# Features You Never Use or Care About



## surskitty (Aug 29, 2008)

Just interested in what other people don't care about.  :/

I DO NOT USE: image smilies, pokemon sprites in posts, post icons, most bbcode actually, WYSIWYG mode, social groups, biography field (50 character limit?), interests field, occupation field, that postbit with stuff on the side of the post, image attachments (although I do use the album thing), quote + quick reply

I DO NOT CARE ABOUT: other people's signatures, that thing that says what rank you have depending on your post count, other people's avatars, post count 90% of the time, most of the social networking stuff, join date, posts per day....



WHAT ABOUT EVERYONE ELSE i am interested for no apparent reason ; ;


----------



## nyuu (Aug 29, 2008)

NWT does not use or care about: rank, signatures, join date, image smilies, pokemon sprite tags, biography and interest fields. I also don't think I've ever used the quick reply buttons that are in posts - oh hey the fork thread button is gone, cool.

Guys, the longer the signature is, the less likely it is to be a good one. (oh and I do not care about how I can hatch your eggs and level your dragons by clicking on them, I'm sorry)


----------



## surskitty (Aug 29, 2008)

I miss the fork button.  It was useful for ASB.  That was about its only purpose, though.  I forgot the quote + quick reply thing, though.


----------



## Dragon_night (Aug 29, 2008)

Uh, lessee, I don't use image smilies, post icons, WYSIWYG mode, that postbit with stuff on the side of the post, the quote thing to quote other people, or, just about anything other than edit that shows up near the bottom right corner of posts.

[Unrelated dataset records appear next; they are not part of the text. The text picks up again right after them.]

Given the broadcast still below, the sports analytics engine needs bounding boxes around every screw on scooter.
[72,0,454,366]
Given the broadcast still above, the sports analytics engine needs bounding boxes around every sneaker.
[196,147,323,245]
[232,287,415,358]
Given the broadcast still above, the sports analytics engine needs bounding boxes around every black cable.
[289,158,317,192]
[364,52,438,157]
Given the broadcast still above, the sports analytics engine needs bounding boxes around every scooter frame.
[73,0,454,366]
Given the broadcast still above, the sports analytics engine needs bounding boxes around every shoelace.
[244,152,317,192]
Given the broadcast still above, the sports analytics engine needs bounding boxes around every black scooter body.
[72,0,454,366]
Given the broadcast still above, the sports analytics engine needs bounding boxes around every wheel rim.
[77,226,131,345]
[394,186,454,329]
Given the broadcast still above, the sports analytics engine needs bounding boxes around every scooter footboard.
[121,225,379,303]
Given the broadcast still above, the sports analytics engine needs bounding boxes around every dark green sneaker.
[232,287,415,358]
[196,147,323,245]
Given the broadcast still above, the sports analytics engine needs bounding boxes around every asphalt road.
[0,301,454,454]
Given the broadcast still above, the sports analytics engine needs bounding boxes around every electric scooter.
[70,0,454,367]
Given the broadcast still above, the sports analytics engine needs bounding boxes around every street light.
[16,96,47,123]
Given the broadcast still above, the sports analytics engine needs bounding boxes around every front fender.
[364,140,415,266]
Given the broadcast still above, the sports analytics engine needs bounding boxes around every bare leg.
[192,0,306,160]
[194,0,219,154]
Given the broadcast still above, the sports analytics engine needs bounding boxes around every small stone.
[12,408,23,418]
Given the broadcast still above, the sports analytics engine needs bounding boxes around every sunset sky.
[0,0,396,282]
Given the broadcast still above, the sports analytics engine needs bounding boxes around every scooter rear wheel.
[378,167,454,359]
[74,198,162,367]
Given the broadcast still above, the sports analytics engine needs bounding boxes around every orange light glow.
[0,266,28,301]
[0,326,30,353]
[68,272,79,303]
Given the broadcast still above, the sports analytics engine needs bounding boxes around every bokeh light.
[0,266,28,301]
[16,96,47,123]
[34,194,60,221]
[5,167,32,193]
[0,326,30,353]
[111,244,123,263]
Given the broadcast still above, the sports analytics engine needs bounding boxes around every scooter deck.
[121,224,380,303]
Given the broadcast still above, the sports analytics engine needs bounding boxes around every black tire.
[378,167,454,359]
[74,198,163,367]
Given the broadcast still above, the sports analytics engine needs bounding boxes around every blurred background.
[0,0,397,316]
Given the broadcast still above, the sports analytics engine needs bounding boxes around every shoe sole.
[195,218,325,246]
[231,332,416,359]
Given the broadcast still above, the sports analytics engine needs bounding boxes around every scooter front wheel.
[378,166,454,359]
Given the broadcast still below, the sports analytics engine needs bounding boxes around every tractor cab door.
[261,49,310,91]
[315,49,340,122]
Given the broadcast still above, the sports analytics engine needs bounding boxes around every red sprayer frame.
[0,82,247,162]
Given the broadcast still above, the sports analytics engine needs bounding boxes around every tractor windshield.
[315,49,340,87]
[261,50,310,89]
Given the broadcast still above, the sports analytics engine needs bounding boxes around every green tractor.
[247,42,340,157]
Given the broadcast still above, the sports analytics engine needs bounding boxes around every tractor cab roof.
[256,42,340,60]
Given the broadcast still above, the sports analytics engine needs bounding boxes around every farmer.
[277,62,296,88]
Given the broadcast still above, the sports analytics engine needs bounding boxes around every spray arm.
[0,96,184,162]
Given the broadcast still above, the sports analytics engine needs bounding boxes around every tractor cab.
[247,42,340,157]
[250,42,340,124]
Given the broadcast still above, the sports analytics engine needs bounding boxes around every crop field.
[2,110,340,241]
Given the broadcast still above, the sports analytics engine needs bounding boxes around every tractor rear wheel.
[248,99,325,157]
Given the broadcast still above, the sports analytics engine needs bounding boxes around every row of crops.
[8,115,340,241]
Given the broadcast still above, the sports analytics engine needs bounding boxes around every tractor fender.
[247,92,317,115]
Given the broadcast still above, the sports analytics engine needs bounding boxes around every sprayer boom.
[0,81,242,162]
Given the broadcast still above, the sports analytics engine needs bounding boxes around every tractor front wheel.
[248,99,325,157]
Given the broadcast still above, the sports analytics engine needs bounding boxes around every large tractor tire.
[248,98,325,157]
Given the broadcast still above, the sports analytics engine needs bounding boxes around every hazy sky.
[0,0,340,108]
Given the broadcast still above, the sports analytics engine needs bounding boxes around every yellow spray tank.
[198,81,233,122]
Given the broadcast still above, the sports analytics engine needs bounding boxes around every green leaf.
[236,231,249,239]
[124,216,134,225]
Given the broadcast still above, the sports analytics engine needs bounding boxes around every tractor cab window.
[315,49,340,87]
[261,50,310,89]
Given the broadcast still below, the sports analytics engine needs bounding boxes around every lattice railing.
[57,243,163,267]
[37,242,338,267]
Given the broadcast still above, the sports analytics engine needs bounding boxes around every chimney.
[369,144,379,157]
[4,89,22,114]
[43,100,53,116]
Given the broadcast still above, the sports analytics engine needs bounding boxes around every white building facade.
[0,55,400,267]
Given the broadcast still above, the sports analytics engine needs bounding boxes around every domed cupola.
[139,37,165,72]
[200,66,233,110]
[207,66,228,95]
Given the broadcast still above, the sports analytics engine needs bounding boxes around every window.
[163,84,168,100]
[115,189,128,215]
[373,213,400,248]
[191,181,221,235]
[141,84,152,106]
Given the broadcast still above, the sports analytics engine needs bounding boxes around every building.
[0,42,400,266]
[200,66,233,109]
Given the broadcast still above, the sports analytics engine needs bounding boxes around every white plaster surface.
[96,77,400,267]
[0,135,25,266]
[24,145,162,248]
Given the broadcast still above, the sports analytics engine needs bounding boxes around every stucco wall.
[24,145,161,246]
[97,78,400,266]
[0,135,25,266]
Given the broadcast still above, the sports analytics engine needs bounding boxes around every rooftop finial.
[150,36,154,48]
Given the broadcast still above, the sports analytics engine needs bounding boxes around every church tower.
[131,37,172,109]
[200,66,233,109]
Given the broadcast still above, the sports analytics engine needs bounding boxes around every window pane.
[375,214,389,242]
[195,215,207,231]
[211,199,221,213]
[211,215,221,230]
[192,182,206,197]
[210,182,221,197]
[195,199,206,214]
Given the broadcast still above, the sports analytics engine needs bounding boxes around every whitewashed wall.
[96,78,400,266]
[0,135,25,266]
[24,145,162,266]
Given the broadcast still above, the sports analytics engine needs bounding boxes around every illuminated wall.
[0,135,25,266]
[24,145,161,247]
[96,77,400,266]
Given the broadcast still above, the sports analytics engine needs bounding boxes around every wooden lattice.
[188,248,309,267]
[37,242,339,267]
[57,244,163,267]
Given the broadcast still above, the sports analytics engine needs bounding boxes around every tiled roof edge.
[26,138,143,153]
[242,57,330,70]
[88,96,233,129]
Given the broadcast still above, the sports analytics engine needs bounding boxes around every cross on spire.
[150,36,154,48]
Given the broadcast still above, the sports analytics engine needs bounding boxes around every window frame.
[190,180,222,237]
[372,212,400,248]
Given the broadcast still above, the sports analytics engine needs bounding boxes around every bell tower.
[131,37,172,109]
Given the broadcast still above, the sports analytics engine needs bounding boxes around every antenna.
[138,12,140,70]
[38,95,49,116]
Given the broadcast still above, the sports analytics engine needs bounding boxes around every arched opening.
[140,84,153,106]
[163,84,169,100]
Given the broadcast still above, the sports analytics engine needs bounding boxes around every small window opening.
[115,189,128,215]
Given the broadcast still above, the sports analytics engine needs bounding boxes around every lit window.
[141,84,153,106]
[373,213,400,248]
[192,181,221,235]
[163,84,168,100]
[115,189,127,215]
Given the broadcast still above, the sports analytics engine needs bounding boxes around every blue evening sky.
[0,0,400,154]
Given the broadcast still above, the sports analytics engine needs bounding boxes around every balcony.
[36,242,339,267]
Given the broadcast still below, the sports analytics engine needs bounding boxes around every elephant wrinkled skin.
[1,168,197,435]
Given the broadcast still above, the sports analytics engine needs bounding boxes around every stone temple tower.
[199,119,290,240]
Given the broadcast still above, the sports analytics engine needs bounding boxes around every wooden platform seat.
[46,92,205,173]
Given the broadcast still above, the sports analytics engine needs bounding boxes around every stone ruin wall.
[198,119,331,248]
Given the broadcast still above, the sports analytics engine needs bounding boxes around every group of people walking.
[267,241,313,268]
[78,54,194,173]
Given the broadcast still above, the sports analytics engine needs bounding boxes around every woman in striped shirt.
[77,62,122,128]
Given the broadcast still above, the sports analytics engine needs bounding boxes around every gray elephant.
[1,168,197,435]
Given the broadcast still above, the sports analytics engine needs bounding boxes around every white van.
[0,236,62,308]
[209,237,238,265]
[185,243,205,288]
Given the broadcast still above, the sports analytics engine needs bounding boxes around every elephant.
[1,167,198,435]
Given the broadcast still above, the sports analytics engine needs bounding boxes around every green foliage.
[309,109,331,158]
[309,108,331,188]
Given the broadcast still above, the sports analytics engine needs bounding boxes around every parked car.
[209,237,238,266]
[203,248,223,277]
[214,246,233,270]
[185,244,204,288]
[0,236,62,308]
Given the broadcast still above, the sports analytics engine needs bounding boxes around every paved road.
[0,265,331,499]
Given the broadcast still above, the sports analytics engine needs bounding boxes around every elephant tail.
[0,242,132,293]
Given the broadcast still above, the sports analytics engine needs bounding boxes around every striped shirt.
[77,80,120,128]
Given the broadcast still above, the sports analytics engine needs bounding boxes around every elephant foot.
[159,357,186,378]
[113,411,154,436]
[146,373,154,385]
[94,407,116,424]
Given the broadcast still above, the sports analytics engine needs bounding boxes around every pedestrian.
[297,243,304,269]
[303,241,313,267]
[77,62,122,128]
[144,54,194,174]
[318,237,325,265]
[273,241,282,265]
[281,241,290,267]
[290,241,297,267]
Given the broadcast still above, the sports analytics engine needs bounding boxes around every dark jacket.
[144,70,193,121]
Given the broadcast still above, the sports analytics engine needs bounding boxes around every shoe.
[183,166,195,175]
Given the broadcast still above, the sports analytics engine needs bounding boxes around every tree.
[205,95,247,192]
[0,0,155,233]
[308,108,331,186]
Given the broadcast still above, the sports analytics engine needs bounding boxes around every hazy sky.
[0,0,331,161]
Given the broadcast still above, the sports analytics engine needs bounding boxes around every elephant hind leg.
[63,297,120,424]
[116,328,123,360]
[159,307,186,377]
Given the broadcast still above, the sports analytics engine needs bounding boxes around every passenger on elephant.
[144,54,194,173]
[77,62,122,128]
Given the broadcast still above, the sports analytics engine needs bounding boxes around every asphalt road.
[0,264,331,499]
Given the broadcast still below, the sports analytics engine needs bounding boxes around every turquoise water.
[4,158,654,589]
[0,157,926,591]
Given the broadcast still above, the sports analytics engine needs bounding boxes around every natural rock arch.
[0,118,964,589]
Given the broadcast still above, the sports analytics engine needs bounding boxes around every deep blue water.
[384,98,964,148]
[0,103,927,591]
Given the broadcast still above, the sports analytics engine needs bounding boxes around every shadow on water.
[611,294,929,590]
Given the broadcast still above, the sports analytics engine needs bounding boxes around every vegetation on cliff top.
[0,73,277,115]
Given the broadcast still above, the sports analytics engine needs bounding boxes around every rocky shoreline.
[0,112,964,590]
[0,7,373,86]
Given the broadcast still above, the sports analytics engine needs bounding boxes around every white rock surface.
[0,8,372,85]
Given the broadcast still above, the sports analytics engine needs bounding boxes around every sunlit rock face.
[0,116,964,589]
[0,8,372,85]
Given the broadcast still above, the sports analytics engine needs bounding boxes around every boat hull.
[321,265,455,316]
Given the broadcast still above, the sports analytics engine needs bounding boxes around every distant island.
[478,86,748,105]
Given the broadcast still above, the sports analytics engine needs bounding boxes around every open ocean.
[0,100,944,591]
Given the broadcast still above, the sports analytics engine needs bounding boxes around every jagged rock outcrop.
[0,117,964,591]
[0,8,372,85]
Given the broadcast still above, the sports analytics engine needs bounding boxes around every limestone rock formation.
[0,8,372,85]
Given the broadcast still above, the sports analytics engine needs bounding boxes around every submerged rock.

And I don't really care about post count and whatever (although, I'd like to have a hack where you can hide your post count)


----------



## Kratos Aurion (Aug 29, 2008)

Don't use/care about quick-reply-in-post, albums (it seems rude to waste Butterfree's space on my pictures when there are actual sites dedicated to that + my own space), social groups, the poetry subforum, the entire games forum, few other forums/subforums, image smilies, Pokémon sprites outside of ASB... maybe more, whatever.

but I want fork back. D:

Oh, and if and when Butterfree manages to create/install a specific signature-ignore hack I am turning off the signature of everyone who has an adoptable so they will be starved of attention and _die._ Not really, especially with the threads dedicated to them and all, but seriously. soooo sick of them make them go away, and anything with a scrollbar, too.


----------



## nyuu (Aug 29, 2008)

Kratos Aurion said:


> Oh, and if and when Butterfree manages to create/install a specific signature-ignore hack


waaaant

I also don't care about the forum games ...forum.


----------



## Furretsu (Aug 29, 2008)

can you even call Forum Games a forum


----------



## surskitty (Aug 29, 2008)

forum games exists for the sole purpose of postcount++;

all of like three threads are decent :'[


----------



## octobr (Aug 29, 2008)

don't use -- a good chunk of our magical features. Like anything to edit a post that isn't italics. Unless we got sparkles, which I would use all the time. I think colors should just be removed and so should emoticons, since no one here uses them ever. 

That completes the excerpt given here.